Celestial Weasel (celestialweasel) wrote,
Celestial Weasel
celestialweasel

Books

The Gum Tree - Dougy babes - More of a return to his normal territory (e.g. Hey Nostradamus, Miss Wyoming, All badgers are psychotic) than jPod. Somehow seemed like a joke I wasn't getting.

Custer's Last Jump - Howard Waldrop and collaborators. Hmm, I don't think Howard plays well with others, the best story in this collection of collaborations seemed to me to be worse than the worst story of his on his own in the last couple of solo collections I have bought.

Dream Factories and Radio Pictures - Howard Waldrop - reread this to confirm the above hypothesis. One cannot help wondering how many people in the world, apart from me, want to read a story about a parallel world in which Hoover looses the presidential election, is put in charge of the FCC and mandates technical standards for TV so the US gets TV early. Apart from me, obviously. Probably the winner of most obscure POD ever award, though.

Bay Prowler and Philadelphia Blowup by Barry Malzberg as Mike Barry. There is a hilarious essay in Breakfast In The Ruins by Malzberg on his series of pulp thillers, so I bought a couple of them - one of the early ones and the final one where his 'hero' has gone insane and is going from bar to bar shooting people on the basis that they must be drug dealers, until he is finally brought down by his faithful sidekick from early in the series. Amusingly, the essay says that he had to change the name of the hero after writing the first three as Wulf Conlan (Lone Wolf, you see what he did there?) was a bit too similar by coincidence to the publisher's name - therefore he became Dirk Wulff. However, Bay Prowler, which is one of the first three, has some references to Conlan in it. The perils of changing a character's name before the days of global search and replace. It has to be said that despite the fact that they were clearly rattled off for the money and Barry was in serious 'pad it out' mode, they are actually quite diverting.
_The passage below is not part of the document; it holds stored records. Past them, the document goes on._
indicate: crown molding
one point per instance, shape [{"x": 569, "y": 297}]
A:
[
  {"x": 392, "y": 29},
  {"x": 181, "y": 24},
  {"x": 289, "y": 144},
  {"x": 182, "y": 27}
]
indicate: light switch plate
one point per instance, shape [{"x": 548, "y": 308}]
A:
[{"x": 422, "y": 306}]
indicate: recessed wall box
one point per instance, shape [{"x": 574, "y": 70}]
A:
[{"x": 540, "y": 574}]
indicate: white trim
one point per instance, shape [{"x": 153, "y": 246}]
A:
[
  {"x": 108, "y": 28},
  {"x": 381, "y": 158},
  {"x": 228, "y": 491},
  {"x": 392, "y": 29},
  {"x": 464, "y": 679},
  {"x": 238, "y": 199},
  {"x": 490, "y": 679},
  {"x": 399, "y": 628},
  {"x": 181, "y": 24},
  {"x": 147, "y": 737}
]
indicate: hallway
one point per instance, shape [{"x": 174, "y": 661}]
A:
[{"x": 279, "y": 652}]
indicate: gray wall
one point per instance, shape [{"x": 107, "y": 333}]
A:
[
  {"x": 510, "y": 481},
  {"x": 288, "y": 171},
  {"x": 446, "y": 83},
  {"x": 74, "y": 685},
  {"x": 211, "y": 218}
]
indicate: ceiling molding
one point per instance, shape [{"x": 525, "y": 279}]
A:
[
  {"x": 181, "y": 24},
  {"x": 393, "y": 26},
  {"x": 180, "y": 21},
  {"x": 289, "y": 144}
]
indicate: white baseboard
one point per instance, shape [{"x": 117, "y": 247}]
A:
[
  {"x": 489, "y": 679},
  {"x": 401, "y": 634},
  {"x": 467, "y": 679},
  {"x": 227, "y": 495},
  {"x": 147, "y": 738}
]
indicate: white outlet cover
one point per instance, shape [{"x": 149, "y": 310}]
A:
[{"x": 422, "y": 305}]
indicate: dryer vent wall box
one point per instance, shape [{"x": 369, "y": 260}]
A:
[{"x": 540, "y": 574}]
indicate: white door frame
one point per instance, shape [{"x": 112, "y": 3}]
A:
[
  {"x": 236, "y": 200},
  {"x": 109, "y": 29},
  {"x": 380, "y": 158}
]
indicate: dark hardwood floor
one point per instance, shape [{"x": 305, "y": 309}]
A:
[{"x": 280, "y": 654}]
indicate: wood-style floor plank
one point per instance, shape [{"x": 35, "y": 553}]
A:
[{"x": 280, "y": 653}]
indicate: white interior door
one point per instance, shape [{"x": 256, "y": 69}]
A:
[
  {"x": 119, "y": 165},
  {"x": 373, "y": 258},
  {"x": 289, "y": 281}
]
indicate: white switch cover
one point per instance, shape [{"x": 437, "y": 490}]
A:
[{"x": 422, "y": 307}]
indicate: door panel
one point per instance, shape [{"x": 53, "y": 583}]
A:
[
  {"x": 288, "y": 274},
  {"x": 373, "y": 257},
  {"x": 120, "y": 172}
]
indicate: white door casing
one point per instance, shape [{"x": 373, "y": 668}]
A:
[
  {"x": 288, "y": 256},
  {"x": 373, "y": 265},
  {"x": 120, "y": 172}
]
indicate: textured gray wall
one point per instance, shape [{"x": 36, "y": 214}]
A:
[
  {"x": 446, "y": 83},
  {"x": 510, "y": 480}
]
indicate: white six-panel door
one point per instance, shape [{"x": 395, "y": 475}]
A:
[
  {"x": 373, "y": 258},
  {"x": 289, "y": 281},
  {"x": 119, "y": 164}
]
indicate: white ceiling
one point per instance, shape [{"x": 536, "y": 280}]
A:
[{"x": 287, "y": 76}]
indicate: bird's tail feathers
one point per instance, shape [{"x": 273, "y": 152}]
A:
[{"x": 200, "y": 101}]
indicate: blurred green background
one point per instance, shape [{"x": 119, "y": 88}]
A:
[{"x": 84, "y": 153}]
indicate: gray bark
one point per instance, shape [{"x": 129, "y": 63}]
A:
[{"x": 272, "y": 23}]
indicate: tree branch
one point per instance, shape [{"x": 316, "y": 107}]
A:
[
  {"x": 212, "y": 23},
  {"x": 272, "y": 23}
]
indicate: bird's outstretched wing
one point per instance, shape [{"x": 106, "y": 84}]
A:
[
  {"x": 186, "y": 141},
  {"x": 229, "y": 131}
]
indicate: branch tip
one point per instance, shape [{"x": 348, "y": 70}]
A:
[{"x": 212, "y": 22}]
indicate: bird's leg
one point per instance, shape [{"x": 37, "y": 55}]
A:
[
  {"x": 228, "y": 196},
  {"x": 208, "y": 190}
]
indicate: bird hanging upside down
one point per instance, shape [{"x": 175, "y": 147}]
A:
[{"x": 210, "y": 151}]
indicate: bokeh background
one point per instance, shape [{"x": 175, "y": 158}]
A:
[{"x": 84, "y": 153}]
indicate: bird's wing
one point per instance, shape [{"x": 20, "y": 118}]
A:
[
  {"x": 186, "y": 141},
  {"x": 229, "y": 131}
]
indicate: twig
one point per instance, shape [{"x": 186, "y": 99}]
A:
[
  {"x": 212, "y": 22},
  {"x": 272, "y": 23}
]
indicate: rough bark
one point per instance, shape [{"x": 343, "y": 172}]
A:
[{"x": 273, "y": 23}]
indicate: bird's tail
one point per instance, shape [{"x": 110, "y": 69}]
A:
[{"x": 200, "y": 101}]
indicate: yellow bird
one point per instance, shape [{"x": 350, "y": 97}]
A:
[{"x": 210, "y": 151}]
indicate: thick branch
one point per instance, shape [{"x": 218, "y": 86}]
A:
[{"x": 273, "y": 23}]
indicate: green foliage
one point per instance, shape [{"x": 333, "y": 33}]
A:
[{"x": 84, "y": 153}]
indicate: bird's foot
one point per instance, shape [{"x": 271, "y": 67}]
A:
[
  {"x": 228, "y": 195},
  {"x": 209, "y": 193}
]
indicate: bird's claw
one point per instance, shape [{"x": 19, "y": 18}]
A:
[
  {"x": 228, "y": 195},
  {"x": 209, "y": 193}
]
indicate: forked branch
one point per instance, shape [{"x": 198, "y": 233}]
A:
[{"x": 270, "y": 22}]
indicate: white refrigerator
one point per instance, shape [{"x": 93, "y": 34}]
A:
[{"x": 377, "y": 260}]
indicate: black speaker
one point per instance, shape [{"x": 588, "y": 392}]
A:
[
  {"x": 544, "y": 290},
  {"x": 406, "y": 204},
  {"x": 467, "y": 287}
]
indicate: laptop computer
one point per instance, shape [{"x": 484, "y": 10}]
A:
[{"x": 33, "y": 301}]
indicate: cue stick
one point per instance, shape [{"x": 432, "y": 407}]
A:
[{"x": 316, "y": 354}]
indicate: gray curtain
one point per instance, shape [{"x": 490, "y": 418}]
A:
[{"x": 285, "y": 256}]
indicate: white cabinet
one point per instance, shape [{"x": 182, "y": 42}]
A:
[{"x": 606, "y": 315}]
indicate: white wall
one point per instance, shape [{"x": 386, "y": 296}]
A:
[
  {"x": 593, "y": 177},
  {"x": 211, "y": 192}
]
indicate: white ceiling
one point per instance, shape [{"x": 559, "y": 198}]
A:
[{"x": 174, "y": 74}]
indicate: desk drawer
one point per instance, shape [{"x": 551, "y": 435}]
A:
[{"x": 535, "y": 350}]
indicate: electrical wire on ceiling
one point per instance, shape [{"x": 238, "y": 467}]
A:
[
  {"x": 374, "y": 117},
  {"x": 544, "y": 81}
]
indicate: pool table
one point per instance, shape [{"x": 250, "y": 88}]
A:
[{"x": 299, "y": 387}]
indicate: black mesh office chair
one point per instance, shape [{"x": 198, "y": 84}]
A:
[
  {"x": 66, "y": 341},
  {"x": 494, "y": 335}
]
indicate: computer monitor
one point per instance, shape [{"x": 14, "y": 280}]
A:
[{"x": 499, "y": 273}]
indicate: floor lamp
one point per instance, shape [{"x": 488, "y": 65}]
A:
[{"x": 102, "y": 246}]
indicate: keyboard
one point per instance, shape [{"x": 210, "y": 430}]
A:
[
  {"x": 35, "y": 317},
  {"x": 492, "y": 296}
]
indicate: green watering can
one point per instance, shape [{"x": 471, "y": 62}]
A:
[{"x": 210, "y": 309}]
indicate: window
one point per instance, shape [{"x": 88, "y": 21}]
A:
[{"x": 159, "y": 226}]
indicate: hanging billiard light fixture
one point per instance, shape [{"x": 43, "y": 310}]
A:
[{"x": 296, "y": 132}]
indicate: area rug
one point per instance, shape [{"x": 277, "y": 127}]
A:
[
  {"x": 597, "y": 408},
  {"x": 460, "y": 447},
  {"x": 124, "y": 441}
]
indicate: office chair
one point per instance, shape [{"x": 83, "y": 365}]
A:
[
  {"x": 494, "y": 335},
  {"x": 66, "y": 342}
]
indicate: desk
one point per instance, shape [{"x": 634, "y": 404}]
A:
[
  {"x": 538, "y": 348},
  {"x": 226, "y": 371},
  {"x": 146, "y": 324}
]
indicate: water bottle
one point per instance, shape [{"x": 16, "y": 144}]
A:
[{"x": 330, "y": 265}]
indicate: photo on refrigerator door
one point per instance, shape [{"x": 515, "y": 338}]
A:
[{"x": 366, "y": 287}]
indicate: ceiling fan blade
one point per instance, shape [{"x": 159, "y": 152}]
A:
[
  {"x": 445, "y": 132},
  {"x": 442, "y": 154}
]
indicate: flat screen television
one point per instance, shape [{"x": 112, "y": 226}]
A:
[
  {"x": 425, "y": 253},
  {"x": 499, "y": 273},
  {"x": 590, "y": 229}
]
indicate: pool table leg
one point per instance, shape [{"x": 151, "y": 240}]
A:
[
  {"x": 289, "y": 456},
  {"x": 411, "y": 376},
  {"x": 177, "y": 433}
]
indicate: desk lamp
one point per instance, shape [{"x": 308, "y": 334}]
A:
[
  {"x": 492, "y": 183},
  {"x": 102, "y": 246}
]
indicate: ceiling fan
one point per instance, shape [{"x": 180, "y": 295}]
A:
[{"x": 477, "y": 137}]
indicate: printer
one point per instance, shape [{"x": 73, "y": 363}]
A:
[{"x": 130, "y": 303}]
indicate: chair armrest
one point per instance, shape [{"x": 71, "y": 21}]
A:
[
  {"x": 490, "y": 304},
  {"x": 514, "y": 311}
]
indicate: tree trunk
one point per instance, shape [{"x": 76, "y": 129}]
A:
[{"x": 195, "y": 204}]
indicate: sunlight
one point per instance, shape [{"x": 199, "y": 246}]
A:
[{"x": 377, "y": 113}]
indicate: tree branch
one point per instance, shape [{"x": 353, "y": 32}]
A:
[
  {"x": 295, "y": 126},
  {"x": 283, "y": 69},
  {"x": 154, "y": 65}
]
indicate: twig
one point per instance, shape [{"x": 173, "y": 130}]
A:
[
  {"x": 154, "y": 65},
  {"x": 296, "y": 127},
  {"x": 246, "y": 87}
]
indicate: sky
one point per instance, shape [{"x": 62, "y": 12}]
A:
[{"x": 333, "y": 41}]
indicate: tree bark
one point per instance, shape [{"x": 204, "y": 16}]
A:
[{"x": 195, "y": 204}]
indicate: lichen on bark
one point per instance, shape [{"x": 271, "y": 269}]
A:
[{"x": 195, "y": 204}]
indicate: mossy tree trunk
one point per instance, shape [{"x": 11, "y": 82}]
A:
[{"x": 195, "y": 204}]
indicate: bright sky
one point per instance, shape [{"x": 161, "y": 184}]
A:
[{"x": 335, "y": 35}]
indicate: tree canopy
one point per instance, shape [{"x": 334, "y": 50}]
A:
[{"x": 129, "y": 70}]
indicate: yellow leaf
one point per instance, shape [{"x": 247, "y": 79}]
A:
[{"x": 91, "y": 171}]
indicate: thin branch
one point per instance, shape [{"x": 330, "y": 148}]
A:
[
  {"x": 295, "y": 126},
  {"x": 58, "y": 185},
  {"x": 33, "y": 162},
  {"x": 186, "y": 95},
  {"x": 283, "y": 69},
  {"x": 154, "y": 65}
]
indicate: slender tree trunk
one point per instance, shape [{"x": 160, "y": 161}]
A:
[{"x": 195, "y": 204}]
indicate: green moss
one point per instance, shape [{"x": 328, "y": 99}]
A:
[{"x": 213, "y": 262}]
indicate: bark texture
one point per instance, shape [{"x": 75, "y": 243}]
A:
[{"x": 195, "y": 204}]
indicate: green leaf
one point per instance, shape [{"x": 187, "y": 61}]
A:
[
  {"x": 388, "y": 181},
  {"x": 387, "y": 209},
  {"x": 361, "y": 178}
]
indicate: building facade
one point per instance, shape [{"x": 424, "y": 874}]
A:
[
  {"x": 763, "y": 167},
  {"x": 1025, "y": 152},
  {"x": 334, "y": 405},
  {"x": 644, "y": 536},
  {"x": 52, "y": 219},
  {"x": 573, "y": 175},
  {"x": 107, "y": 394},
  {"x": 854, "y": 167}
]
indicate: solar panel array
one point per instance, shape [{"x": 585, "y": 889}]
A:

A pulp novel rattled off by a good author is still better than a painstaking work by a crap one.

Punched Card Methods in Scientific Computation by W. J. Eckert (1940). Perhaps an obscure book too far, I have to admit I started skimming it. Fascinating though. Clearly they were using tabulator machines for more than just generating tables of numbers which were then used manually e.g. genuine things of the variety computers would be used for these days - assembling sets of cards for a whole star catalogue and then performing calculations on them.